Designing for Internal User
When designing products at large enterprises, final product appearance has to fit multiple purposes. Primary focus is always end user goals. In goal directed design these are represented by Personas and their motivations.
What works in consumer world is just not enough for Enterprise UX. Designing only for end user introduces high risk that final product experience will not meet expectations because of feature creep.
Feature creep
Focusing on end user goals only, enterprises are often introducing feature creep into product design by masking various internal requirements as persona goals. These personas are then becoming elastic and subject of subjective interpretations and personal projections. Its no longer designer who interprets persona motivations and goals found in research into design framework, but large number of stakeholders that are introducing their POV.
Solution is to deliberately design for internal user too. To make the product successful, all this input coming from internal stakeholder has to be taken into account. But rather than forming design committee and elastic personas, internal stakeholder feedback has to be included in same way as Primary persona's — by formalising their goals and motivations that comes out of relevant research.
Requirements cannot be “gathered” from your stakeholders like Easter eggs — they must be defined, through research and scenarios. Alan Cooper
Internal User
Internal user might perform same tasks as end user, but with vastly different goals and motivations and performing these in different environment.
Goals
Goal of end user is to get the job done — solve the problem that just arises. But for pre-sales consultant using product as part of Proof-of-Concept scenario, his goal starts with figuring out the right problem that will illustrate product capabilities at best. He can do that either by simulating failure to be able to demo alerting capabilities or use mock data.
Typical feature-creeped enterprise product contains too many configuration options. During POC scenarios, consultant has to deploy the product in unknown environments and do that number of times. He is iterating around ideal configuration parameters to find ones that works. But once set, end user barely touches these.
It is valid requirement to make POC experience seamless and reduce risk of errors. The point is that it is not the end user goals that the design is attempting to match, thus end-user cannot be used to validate and test final implementation.
As part of enterprise selling process sales person builds relationships and sell Product vision- Inspiration, Uniqueness, Competitors, Roadmap.
Sales person goal is to explain Product vision directly using product user interface. In enterprise product world this leads to ironic feature naming where features are called similarly to “Cisco Tidal Process Orchestrator”. Goal to squeeze all the product vision into UI labels clearly goes against reducing cognitive load of end users.
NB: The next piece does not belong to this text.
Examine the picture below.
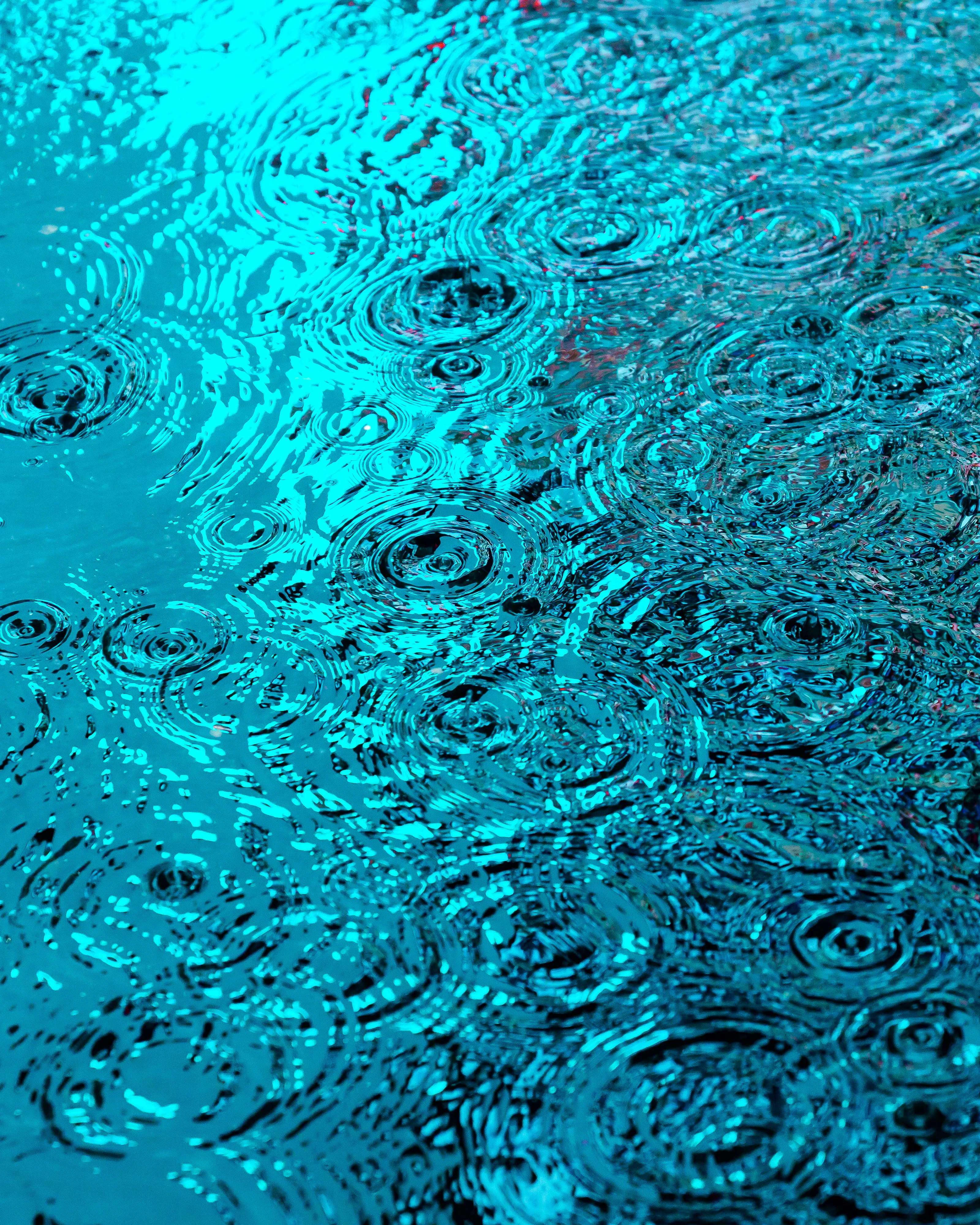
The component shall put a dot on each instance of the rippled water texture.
(491, 613)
It is valid requirement to design product that illustrates overall product vision. But User Interface label is not tool to pass this message. UI labelling should be subject of objective testing such as open card-sorting.
Motivations
End user goal is to solve the problem using whatever tool available. There is no real motivation to use exactly Product A. However for product consultants and support, preference is always to use Product A, even when using Excel to build the same dashboard is much easier than doing it with build in WYSYWIG dashboard editor. Their motivation is to show the value, prove that we can do that too.
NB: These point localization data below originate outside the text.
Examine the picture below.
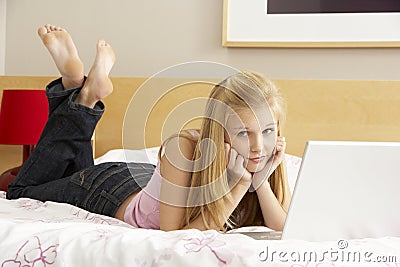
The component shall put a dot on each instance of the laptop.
(344, 190)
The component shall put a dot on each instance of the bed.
(33, 233)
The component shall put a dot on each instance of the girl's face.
(253, 135)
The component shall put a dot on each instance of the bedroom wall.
(151, 35)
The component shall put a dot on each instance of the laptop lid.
(346, 190)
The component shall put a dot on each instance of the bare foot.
(98, 85)
(64, 53)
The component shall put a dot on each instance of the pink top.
(144, 209)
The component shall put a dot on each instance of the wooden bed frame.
(317, 110)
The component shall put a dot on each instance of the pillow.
(150, 155)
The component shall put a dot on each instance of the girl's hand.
(235, 168)
(278, 155)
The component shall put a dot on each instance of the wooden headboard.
(317, 110)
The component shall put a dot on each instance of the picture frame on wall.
(311, 23)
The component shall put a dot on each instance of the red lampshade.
(23, 115)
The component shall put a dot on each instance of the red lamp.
(23, 114)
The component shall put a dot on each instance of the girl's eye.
(242, 133)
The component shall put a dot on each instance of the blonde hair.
(241, 90)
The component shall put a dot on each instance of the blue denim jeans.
(61, 166)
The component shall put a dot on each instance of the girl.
(228, 174)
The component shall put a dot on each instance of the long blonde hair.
(242, 90)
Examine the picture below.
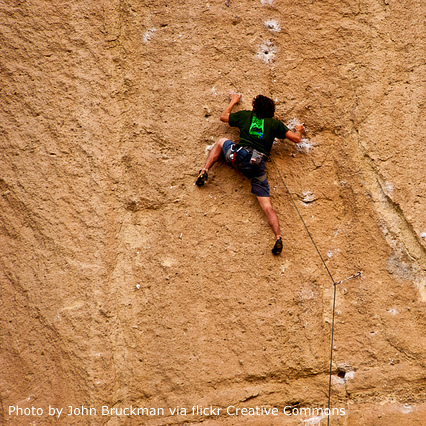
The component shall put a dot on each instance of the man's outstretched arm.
(235, 98)
(296, 136)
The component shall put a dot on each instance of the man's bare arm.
(235, 98)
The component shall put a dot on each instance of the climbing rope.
(335, 283)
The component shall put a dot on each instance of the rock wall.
(123, 284)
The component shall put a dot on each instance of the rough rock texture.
(123, 284)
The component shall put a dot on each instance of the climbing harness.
(335, 283)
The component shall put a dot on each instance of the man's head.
(263, 107)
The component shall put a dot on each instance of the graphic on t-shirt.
(257, 127)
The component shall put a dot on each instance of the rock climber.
(258, 130)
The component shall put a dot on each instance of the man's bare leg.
(265, 204)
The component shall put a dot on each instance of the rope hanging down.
(358, 274)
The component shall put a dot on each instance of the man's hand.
(235, 97)
(296, 136)
(300, 128)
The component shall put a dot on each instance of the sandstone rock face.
(124, 285)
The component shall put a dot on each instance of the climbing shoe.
(278, 247)
(202, 177)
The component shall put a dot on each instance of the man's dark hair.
(263, 107)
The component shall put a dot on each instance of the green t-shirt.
(257, 133)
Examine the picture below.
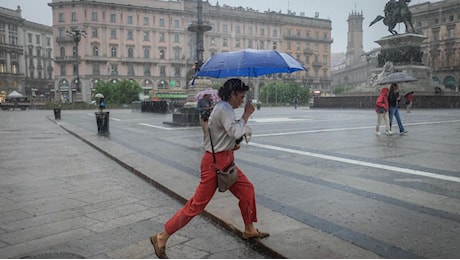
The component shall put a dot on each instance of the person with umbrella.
(393, 102)
(409, 101)
(225, 129)
(204, 107)
(381, 107)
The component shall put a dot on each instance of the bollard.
(102, 120)
(57, 114)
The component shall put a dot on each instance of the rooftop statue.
(396, 12)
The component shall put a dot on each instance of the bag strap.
(212, 147)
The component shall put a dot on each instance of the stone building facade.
(26, 56)
(148, 41)
(440, 23)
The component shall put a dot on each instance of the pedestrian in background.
(101, 104)
(225, 130)
(393, 102)
(381, 107)
(409, 101)
(204, 107)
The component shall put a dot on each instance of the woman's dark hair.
(230, 86)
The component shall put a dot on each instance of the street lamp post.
(76, 35)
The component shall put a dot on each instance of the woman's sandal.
(257, 235)
(159, 251)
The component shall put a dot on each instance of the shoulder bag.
(225, 178)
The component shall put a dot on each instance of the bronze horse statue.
(396, 12)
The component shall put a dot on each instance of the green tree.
(284, 93)
(120, 92)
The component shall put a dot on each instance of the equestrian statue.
(396, 12)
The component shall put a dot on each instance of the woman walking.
(393, 101)
(381, 107)
(225, 130)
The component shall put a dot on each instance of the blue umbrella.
(249, 63)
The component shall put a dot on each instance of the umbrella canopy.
(397, 77)
(249, 63)
(15, 94)
(213, 92)
(410, 92)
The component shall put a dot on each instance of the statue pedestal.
(404, 51)
(188, 115)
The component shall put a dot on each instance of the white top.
(224, 128)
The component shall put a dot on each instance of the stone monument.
(188, 115)
(404, 51)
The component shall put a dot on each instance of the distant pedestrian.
(204, 106)
(409, 101)
(393, 102)
(101, 104)
(381, 107)
(226, 129)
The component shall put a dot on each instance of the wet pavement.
(61, 198)
(326, 186)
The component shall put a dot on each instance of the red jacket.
(382, 100)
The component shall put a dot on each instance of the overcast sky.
(336, 10)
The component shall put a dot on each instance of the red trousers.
(242, 189)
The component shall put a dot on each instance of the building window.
(451, 33)
(94, 16)
(113, 52)
(163, 74)
(96, 70)
(14, 68)
(95, 51)
(176, 72)
(147, 70)
(176, 54)
(63, 70)
(94, 33)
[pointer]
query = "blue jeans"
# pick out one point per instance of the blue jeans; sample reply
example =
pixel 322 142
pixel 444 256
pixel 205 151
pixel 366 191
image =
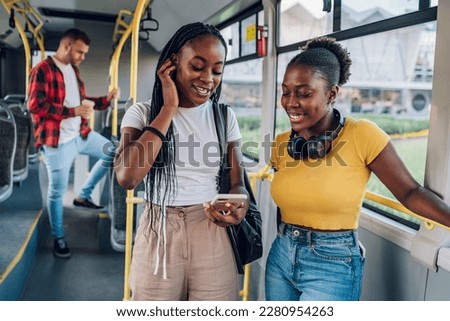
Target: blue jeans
pixel 58 162
pixel 305 265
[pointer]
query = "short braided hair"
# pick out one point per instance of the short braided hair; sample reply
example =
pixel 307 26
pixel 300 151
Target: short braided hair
pixel 327 57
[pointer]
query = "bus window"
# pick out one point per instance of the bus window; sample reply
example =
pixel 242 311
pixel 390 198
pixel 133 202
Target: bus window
pixel 301 20
pixel 241 89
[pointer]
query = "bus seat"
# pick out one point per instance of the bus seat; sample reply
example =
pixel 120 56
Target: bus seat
pixel 23 134
pixel 7 150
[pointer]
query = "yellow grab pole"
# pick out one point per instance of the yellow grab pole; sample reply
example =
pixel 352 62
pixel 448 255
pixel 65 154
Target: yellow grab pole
pixel 8 4
pixel 114 66
pixel 141 6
Not recognising these as internal requirements and taking them into account as user requirements, final feature rich product will just not solve the problem in simplest possible way.
Environment
Pre-sales consultants with all new travelling gear consisting of MacBook, iPad and Apple Watch are not only presenting their work and collaborating in meeting rooms. Majority of their job is done in meeting rooms. However end user sitting all day in open space cubicle might use the same product in Virtual box window that runs inside another virtualisation service that works only on Internet Explorer 8.
Designing the product for environment we wish end users would live in, instead of their real environment often results in visually beautiful and technologically advanced products that look good in meeting rooms, but are failing to pass the same message in real legacy environments.
Conclusions
Goal directed design can not work in two parallel streams. One where user goals and motivations are transferred into development requirements through proper user research and design framework. Then at various checkpoints they are mixed with internal requirements that are directly formulated by stakeholders, missing the synthesis phase, prioritisation and validation.
Internal stakeholders goals and motivations should be taken into account, but not by inviting them directly to regular design meetings. That will only result in side-requirements gathering and design committee. Their goals and motivations should be synthesised through user research and crafted into Internal Persona. Their know-how and experience should be then used in validation phases to test design framework assumptions.